State Representative David Perryman

“This is Commander Taylor, Astronaut. He lands in a world where Apes are the rulers and Man the beast. Now he is caged, tortured, risks mutilation. Because no human can remain human on the Planet of the Apes.”

So says the tagline for the 1968 screenplay starring Charlton Heston.

During an early scene in the movie, Heston’s character, George Taylor, who has been jailed, disturbs his guard, Julius, an ape who has been working on a crossword puzzle.

Julius, angered because his concentration has been broken, grabs a fire hose and aims the high pressure water stream at Taylor causing him to scream in pain, “IT’S A MADHOUSE! A MADHOUSE!”

While there are no apes at the Oklahoma State Capitol, there is little evidence that reason or logic carry any weight toward a legislative agenda.  According to the Associated Press, “Oklahoma’s oil patch is booming, its capital city is thriving and the unemployment rate is falling through the floor, testifying to the state’s roaring recovery from the recession.”

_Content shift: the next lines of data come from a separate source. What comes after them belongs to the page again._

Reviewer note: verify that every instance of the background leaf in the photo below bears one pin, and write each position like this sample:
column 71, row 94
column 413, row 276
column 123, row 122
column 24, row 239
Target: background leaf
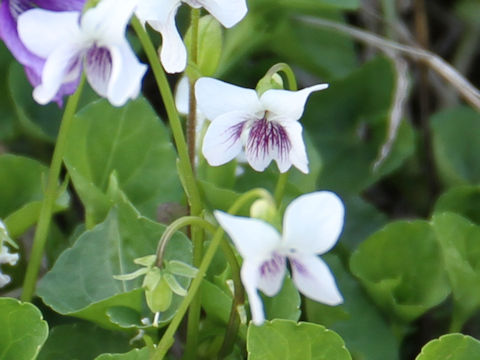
column 81, row 341
column 81, row 282
column 284, row 339
column 402, row 269
column 451, row 347
column 130, row 141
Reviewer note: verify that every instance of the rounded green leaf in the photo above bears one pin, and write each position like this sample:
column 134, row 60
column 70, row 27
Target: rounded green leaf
column 285, row 339
column 81, row 282
column 402, row 269
column 136, row 354
column 82, row 341
column 460, row 243
column 451, row 347
column 463, row 200
column 130, row 142
column 456, row 147
column 22, row 332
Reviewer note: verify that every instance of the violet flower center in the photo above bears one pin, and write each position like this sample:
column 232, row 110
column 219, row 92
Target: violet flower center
column 268, row 136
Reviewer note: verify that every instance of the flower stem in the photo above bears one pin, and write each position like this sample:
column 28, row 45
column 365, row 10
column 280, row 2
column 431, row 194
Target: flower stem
column 185, row 167
column 167, row 339
column 196, row 233
column 173, row 228
column 292, row 86
column 51, row 194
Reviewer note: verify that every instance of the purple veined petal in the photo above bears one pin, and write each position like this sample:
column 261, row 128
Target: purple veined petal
column 313, row 278
column 267, row 140
column 227, row 12
column 249, row 275
column 61, row 5
column 126, row 75
column 288, row 104
column 313, row 222
column 215, row 98
column 255, row 239
column 223, row 139
column 63, row 66
column 9, row 35
column 98, row 68
column 271, row 274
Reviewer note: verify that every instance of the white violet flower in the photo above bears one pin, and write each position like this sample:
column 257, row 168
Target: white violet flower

Unfortunately, while the state is joining the rest of the nation in recovering from severe recession, Oklahoma’s recovery is different.

This session alone, tax breaks, tax cuts and tax credits have been handed out like cotton candy.

According to the state budget office, in 2007, 55% of state revenue went into the General Revenue Fund.  Today, that percentage has dropped by 20%.  As a result, funding for education, public safety, corrections and programs that benefit children have been slashed.

Oklahoma’s schools have suffered deeper cuts over the past six years than the educational systems of any other state. Instead of properly funding education, Oklahoma has, according to State Auditor and Inspector Gary Jones, made too many promises of tax breaks.  Auditor Jones says that estimate corporate tax revenue numbers continue to drop.

In June 2013 the estimated corporate tax revenue was $481 Million.  That number was revised in December to $375 Million and as of February 2014 the estimates have decreased another $68 Million to only $307 Million with no revenue in sight to fill the $174 Million hole.

Governor Fallin said this week that the estimates came from a single economist and she believes that more than one economist needs to be making those predictions.  Unfortunately, the clock cannot be turned back.

Oklahoma’s grade for long range planning and budgetary foresight ranks near the bottom when compared to other states.  Nowhere is that lack of planning more evident than the Oklahoma Legislature’s antics this session.  To fill a budget hole and address the needs of the state’s core functions, a bill has been sent to the Governor cutting income tax.

It would seem logical that if Oklahoma has enough excess funds to cut taxes, it shouldn’t have to borrow money to repair the capitol building!

In Planet of the Apes, Charlton Heston’s character has a line that says, “Well, at least they haven’t tried to bite us.” I wish that we could say that about those who inhabit the hallowed walls at 23rd and Lincoln in Oklahoma City.